January 22nd, 2014
Prevention Guidelines in Practice: Vignette 1
John Ryan, MD
This vignette is the first in our series “Making Sense of the New Prevention Guidelines — The View from Clinical Practice”
I received this email from a 71-year-old gentleman in Utah who takes lisinopril 40 mg daily for hypertension and has never experienced an adverse event. He is a nonsmoker, exercises regularly, and has a normal body-mass index. He attached to the email a log of his systolic BP results, which have ranged from 130 to 151 mm Hg. Here is an excerpt from his message:
I would like to get your reaction to the new BP guidelines just published in JAMA. …I am quite confident that I could keep my systolic under the new guideline of 150 without medication. Please see my attached log — this morning it was 126. The side effects of a dry throat are bothersome and interfere with my sleep on occasion. I would like to propose that I cut my [lisinopril] dose in half to 20 mg/day, if not eliminate it all together.
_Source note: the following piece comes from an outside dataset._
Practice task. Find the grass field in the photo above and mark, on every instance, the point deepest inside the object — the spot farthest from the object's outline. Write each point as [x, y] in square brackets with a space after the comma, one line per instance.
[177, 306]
- How would you respond to this patient?
- Have the guidelines and the related debate influenced how you counsel your patients and conduct your practice?
If the patient has no other risk factor or evidence of any organ damage, specially If the fundoscoptic exam is normal I don’t have objections to try it. At 71, I think this gentleman deserve to have quality of life.
For me, the possibility of a medication-related side-effect mandates a switch, perhaps to an ARB. As for the “new goal”, I think he is a bit younger than the HYVET group, and I would stick with SBP 135 mmHG (I made this up), or average SBP on ABPM <135 mmHg.
As well documented in this forum, there is not much guidance on home BP goals.
would like to see his complete log of BP measurements, atleast during last fortnight or month. he is symptomatic ( dryness of throat)?? needs ENT workup.
else, i would suggest lowering of lisinopril to 20 mg/day.
he is 71 yrs old, follows LSM but also at equal risk of fall ( Orthostatic) & injuries. therefore a more liberal target of 150/90 looks good.
I believe that ABPM could be helpful to answer the question and fit the treatment.
I would tell the patient not to believe everything he reads! I’m uneasy about the hypertension guidelines in general—the “breakaway” from the other groups and the apparent dissention on the committee erode my confidence a bit. In general I agree with a more lenient target for older patients, on an individualized basis–particularly when orthostatic symptoms are present. This patient is otherwise healthy and vigorous and has no significant side effects so I would advise to stay on medications to lower his stroke risk. I doubt his BP would be adequately controlled with lifestyle changes alone.